Editor: Marcus Kaiser, Newcastle University, United Kingdom

Received: September 30, 2010; Accepted: January 28, 2011; Published: February 25, 2011

Copyright: © 2011 Song et al. This is an open-access article distributed under the terms of the Creative Commons Attribution License, which permits unrestricted use, distribution, and reproduction in any medium, provided the original author and source are credited.

Funding: This work was partially supported by the National Key Basic Research and Development Program (973) (Grant No. 2011CB707800 to TJ); the Natural Science Foundation of China (Grant No. 30730035 to TJ and Grant No.30872660 to HF, HD, NW, GW, JW); the Excellent State Key Laboratory Project of NSFC (Grant No. 60723005 to MS); China Postdoctoral Science Foundation (Grant No. 20100470614 to BH). The funders had no role in study design, data collection and analysis, decision to publish, or preparation of the manuscript.

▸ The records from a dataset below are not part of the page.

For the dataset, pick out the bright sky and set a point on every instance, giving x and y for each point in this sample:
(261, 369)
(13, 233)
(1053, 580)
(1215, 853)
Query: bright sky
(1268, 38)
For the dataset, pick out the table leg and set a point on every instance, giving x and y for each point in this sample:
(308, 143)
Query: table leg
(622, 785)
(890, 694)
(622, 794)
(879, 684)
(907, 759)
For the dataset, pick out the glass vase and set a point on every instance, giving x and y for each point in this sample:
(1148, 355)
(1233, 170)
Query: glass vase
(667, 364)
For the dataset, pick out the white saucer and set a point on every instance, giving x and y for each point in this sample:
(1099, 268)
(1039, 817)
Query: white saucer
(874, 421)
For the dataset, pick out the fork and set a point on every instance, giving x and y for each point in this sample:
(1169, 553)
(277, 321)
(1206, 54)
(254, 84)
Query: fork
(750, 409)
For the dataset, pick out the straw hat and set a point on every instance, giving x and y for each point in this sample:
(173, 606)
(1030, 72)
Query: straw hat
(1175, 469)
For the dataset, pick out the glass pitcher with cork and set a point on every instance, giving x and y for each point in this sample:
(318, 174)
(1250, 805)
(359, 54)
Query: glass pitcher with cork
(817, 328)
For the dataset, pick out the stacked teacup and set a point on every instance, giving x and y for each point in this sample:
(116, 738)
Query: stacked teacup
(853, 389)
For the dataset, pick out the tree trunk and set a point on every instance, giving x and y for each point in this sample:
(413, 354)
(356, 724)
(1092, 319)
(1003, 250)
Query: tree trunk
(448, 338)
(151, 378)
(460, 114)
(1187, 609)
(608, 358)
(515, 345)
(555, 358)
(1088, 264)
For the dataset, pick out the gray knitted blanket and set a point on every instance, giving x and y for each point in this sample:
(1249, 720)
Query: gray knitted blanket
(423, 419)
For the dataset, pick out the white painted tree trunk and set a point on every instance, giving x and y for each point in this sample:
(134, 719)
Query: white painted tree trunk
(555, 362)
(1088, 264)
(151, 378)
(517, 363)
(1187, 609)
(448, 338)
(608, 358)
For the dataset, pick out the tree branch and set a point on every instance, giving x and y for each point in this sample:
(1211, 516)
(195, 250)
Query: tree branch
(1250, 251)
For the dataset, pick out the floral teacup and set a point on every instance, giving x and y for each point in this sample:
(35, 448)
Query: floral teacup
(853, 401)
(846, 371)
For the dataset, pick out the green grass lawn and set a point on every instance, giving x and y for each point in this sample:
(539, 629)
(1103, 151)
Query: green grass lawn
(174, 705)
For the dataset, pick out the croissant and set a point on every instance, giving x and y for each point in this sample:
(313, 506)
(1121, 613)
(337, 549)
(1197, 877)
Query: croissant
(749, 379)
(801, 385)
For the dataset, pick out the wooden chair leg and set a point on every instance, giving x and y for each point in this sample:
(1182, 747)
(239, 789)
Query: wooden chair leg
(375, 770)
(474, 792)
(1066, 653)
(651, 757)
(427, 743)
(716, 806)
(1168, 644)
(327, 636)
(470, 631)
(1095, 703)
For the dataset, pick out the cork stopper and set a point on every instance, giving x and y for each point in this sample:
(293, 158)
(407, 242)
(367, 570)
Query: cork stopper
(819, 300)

Competing interests: The authors have declared that no competing interests exist.

Introduction

A consistent network of human brain regions, including medial prefrontal cortex, posterior midbrain regions, medial temporal lobes and lateral parietal cortex, showed high levels of activity when no explicit task was performed [1], [2]. It has been suggested that the human brain has a default or intrinsic mode of functioning and these brain regions constitute so-called default mode network (DMN) [3], [4]. Although there were some debates about cognitive functions of the DMN [5], [6], [7], some investigators suggest that the DMN directly contributes to internal mentation that is largely detached from the external world, including self-reflective thoughts and judgments, conceiving the mental states of other peoples and envisioning the future to make up alternative decision [8]. In particular, recent studies have found the activity of the DMN are closely associated with some specific consciousness states, such as anesthesia [9] and sleep [10], [11], [12]. For example, in humans during deep sleep, which is characterized by disengagement of the consciousness, the interactions between the components of the DMN are found to be reduced, especially in the medial prefrontal cortex [11].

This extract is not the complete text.